Ohne Zweifel, einer der Megatrends der vergangenen 20 Jahre war und ist die Globalisierung. Auch im «KMU-Magazin» wird der Thematik seit vielen Jahren der gebührende Platz eingeräumt. Waren es am Anfang insbesondere die grossen Unternehmen, die sich der Internationalisierung stellen, sind nunmehr die mittelständischen Unternehmen in den Fokus des «Going International» gerückt. Mit den sogenannten «Born Globals», also jungen Unternehmen, die bereits früh, meist unmittelbar nach ihrem Marktstart, auf die internationale Ausrichtung setzen, wird ein neues Forschungsfeld eröffnet. Damit ist die Entwicklung aber noch lange nicht abgeschlossen. Die fortschreitende Digitalisierung lässt die Märkte zusammenrücken, und auch Klein- und Kleinstunternehmen – also nunmehr das gesamte Spektrum der KMU – sehen sich mit dem unausweichlichen Trend der Globalisierung konfrontiert.

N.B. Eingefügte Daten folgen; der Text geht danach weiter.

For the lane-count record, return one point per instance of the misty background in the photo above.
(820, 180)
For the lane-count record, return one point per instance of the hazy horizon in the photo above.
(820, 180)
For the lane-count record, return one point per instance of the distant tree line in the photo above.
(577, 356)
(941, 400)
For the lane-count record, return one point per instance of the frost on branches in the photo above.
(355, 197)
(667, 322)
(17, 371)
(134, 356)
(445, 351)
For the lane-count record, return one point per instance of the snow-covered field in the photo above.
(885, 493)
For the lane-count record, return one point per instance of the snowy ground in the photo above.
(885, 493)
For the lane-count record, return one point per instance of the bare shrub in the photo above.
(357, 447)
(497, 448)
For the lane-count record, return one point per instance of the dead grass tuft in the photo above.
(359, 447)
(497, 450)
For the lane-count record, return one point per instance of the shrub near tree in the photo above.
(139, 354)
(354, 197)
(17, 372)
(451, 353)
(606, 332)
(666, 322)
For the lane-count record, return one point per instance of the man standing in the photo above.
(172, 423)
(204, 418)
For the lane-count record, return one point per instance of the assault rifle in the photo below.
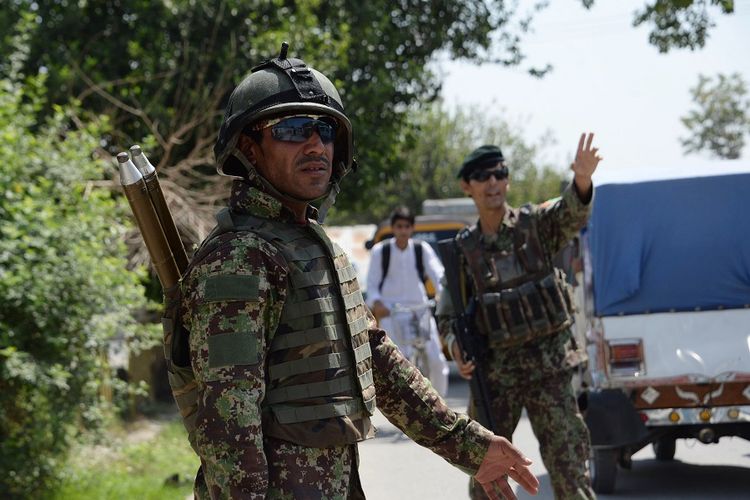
(473, 345)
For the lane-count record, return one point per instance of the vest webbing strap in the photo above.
(359, 325)
(312, 390)
(362, 352)
(321, 334)
(308, 308)
(291, 415)
(314, 335)
(370, 405)
(306, 254)
(365, 380)
(313, 364)
(353, 299)
(346, 274)
(315, 278)
(311, 278)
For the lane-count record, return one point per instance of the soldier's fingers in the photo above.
(493, 490)
(506, 490)
(514, 454)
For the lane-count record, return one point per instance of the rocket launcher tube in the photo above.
(160, 205)
(148, 222)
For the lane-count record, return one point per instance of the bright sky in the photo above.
(606, 79)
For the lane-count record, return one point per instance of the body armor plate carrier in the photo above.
(520, 295)
(324, 308)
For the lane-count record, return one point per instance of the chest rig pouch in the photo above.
(520, 296)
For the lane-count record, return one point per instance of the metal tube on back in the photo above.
(160, 205)
(148, 222)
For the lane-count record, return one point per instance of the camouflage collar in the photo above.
(510, 217)
(246, 198)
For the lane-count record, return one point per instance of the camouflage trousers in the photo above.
(553, 413)
(299, 472)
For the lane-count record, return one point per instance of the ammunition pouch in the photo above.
(534, 309)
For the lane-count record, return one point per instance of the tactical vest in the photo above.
(324, 314)
(520, 296)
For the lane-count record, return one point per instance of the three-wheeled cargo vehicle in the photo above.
(667, 308)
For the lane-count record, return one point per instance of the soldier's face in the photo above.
(298, 169)
(488, 194)
(402, 230)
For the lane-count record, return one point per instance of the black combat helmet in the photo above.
(278, 87)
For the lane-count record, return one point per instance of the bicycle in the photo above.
(411, 325)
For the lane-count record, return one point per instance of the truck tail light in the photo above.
(626, 357)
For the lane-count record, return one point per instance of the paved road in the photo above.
(393, 467)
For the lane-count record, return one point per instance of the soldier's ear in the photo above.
(248, 148)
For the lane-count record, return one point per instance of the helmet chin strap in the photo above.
(330, 196)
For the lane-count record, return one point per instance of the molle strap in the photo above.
(366, 379)
(513, 312)
(468, 242)
(308, 308)
(311, 278)
(291, 414)
(533, 304)
(526, 242)
(359, 325)
(312, 336)
(311, 390)
(309, 365)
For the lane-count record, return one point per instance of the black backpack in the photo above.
(387, 260)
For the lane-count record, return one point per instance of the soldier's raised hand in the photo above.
(503, 460)
(585, 163)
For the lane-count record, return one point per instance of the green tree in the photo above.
(162, 71)
(678, 24)
(721, 121)
(65, 294)
(433, 158)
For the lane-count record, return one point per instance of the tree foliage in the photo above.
(442, 142)
(64, 291)
(678, 24)
(721, 121)
(162, 71)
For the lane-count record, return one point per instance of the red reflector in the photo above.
(625, 352)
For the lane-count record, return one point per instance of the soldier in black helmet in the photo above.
(283, 360)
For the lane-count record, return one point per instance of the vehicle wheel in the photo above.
(664, 449)
(603, 466)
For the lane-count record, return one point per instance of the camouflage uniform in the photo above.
(537, 374)
(245, 451)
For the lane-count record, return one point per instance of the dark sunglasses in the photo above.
(301, 128)
(484, 175)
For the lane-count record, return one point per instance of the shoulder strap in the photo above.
(386, 260)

Nachzügler der Internationalisierung
Wie gehen die «Nachzügler» mit der Situation um? Die KMU-Internationalisierung ist ein aufwendiger und risikoreicher Prozess, geprägt von unvorhergesehenen Herausforderungen und unsicheren Erfolgsaussichten. Vermeintlich scheint die Aufgabe für diese KMU leicht lösbar zu sein, müssen sie doch scheinbar nur die Vorreiter der Globalisierung kopieren. Doch gerade die kontinuierliche Digitalisierung der Wirtschaft macht die scheinbar so einfache Internationalisierungsrechnung, dass im Ausland die Produktionskosten tiefer und das Wachstum höher sind, nicht mehr so eindeutig. Zudem zeigen Stimmungsumfragen, nicht nur in der Schweiz, sondern weltweit, dass von Internationalisierungseuphorie bei den KMU wenig zu spüren ist.

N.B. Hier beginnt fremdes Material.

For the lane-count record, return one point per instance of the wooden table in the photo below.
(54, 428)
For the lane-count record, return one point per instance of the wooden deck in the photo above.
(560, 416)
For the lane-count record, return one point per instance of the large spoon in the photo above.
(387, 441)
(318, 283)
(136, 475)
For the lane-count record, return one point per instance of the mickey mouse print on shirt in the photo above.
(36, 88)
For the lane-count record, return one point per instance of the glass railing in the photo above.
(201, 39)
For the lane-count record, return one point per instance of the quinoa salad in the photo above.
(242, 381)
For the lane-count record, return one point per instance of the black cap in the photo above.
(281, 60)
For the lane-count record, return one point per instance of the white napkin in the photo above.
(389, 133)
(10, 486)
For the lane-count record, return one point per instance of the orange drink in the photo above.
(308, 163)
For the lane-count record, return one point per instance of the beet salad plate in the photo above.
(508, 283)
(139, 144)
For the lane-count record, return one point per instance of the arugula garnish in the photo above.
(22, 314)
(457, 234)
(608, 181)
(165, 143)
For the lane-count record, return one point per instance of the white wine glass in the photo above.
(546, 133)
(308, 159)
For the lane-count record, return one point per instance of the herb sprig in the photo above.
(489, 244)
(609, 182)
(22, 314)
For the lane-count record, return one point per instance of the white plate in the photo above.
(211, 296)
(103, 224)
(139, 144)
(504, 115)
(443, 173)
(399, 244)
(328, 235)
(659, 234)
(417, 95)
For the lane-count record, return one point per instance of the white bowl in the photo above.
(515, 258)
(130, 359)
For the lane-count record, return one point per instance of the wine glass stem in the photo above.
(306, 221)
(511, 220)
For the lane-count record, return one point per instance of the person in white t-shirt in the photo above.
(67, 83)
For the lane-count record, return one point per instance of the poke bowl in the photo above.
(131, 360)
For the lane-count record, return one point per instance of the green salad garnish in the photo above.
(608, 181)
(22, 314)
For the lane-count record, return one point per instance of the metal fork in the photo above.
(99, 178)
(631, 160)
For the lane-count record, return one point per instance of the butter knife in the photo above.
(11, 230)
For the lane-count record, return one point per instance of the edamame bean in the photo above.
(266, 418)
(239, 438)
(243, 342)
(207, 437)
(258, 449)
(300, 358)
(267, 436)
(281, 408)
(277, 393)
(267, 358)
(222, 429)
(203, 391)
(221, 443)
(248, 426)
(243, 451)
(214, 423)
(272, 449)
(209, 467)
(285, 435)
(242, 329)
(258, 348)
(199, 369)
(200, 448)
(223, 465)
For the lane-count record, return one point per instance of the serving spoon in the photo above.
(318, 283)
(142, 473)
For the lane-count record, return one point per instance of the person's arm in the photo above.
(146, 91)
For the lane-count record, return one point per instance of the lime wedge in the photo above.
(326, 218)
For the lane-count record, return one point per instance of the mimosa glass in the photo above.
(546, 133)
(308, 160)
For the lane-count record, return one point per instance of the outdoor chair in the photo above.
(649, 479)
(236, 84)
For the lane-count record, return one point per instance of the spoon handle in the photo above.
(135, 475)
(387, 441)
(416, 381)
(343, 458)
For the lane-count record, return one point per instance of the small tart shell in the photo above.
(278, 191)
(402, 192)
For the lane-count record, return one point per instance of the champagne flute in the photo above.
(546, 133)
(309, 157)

Dabei ist der Credit Suisse-Studie «Erfolgsfaktoren für KMU 2015» zufolge eine schleichende, stetige Verschlechterung der Bewertung des Standorts Schweiz durch KMU zu beobachten. Obgleich dieser Einschätzung verbleiben die Schweizerbruttoinlandsinvestitionen mit jährlich zirka 150 Milliarden CHF auf erfreulich hohem Niveau. Wobei erstaunt, dass nur sechs Prozent der befragten KMU angaben, im Zeitraum 2009 bis 2014 Investitionen im Ausland getätigt zu haben. Trotz Frankenstärke und abnehmender Standortqualität nehmen Auslandsinvestitionen also kaum Fahrt auf.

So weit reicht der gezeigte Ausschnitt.